Hack Night Live: Deep dive into the ACA Outreach App

On April 22nd, Dominique Williams from LISC Chicago and our own Josh Kalov and Christopher Whitaker dropped by the OpenGov Hack Night to talk about the results of the ACA Outreach App.

Hack Nights

Using a combination of tools like Wufoo and Twilio, Smart Chicago is helping LISC with their outreach by building a tool that enables organizers to send text reminders to sign up for health insurance to residents. This was done as part of Smart Chicago’s Civic Works Project. Here’s Christopher Whitaker explaining the project:

Open enrollment for the Affordable Care Act began in October 2013. Across the country, hundreds of agencies are working to get everyone eligible enrolled. Smart Chicago and our longtime partner LISC Chicago, saw that there was an opportunity to make the outreach, enrollment, and follow-up processes as smooth as possible and to use it as a springboard for sustained resident engagement for years to come.

LISC and their partners have received a grant from the State of Illinois to perform outreach and enrollment for the Affordable Healthcare Act in 20 Chicago community areas. Field organizers have gone door to door and canvassed public events to achieve their outreach goals. These field organizers then directed residents to Center for Working Families Centers in each community area to become enrolled.

Here’s Dominique Williams talking about LISC and the Outreach Program.

Using a combination of tools like Wufoo and Twilio, Smart Chicago helped to aid LISC with their outreach by building a tool that enables organizers to send text reminders to sign up for health insurance to residents. We also open sourced this tool in order to help other organizations with similar needs.

Here’s Williams explaining how the connections happened:

To build it, we contracted with civic technologist Josh Kalov. Kalov’s previous civic app work includes schoolcuts.org, Child Care Options during the CTU Strike, and the CTA Poverty Map. He has now set up a new consultancy to work on civic data projects. This role of incubating civic startups is central to our mission at Smart Chicago.

Through a Twilio SMS App, LISC-Chicago sent hundreds of text message reminders to residents to remind them to sign up for the Affordable Health Care app before the deadline. Thanks to the nimbleness of the app, LISC Chicago was able to contact hundreds residents to let them know that the ACA deadline had been extended and that there was still time to sign up.
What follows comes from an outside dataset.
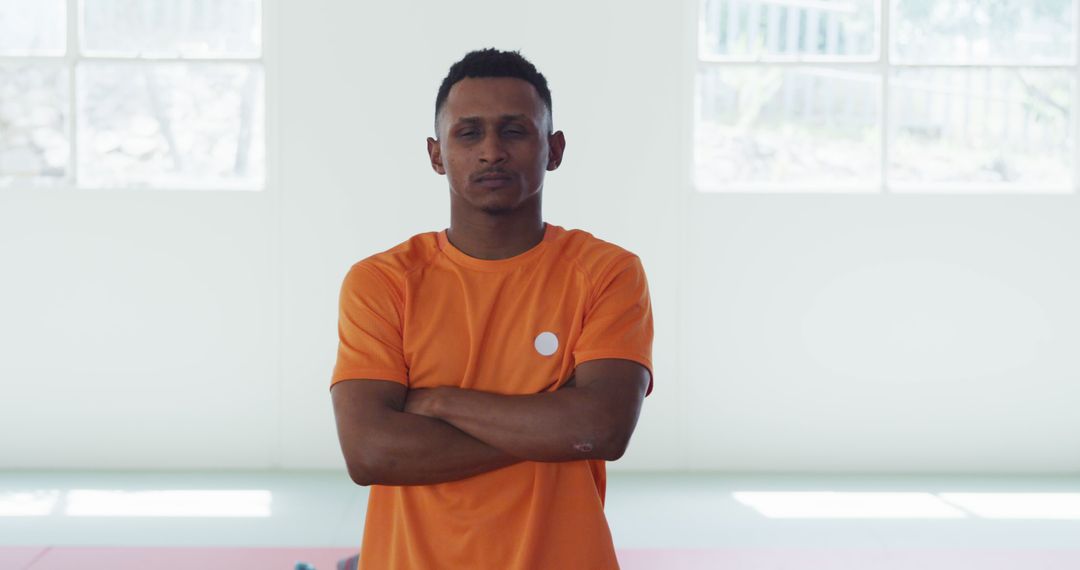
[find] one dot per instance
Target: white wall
(147, 329)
Here’s Josh Kalov explaining the technical side:

The results were incredible:

During the enrollment period, LISC’s Health Care Navigators have collectively enrolled 2,975 Chicagoans.

Thanks to the Wufoo platform, LISC Chicago was able to track how their navigators did. Since using the tool,  navigators have:

  • Held over 375 educational events to inform residents about the health care law.  These events have been diverse in format and location, demonstrating navigators’ unique knowledge of the communities they serve.  This outreach has taken place at report card pick-up days at schools, church services, flu shot events, career fair days and meetings held by local elected officials, to name a few.  During these outreach events or one-on-one appointments, navigators have made meaningful contact with nearly 27,000 residents.
  • Continued building upon existing relationships with trusted community stakeholders who have the potential to reach large groups of residents with ACA information.  Navigators have enlisted support from a diversity of stakeholders, 400 to date, including but not limited to school principals, church leaders, business owners, and social service providers.
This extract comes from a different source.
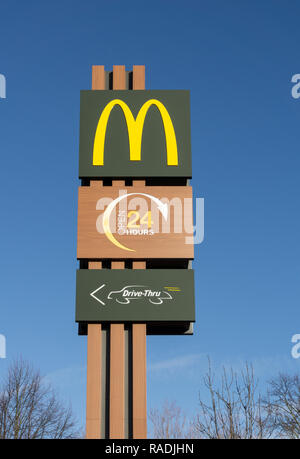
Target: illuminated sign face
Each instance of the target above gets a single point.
(135, 222)
(134, 134)
(135, 295)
Here’s Dominique Williams talking about how useful it was to have Wufoo keeping track of the information.

And as always, the OpenGov Hack Night presentation ended with a question and answer session:

Smart Chicago continues to partner with community non-profits like LISC Chicago, the Southwest Organizing Project, Mikva Challenge, and the Legal Aid Foundation of Chicago to find ways that technology can support the great work being done by these groups.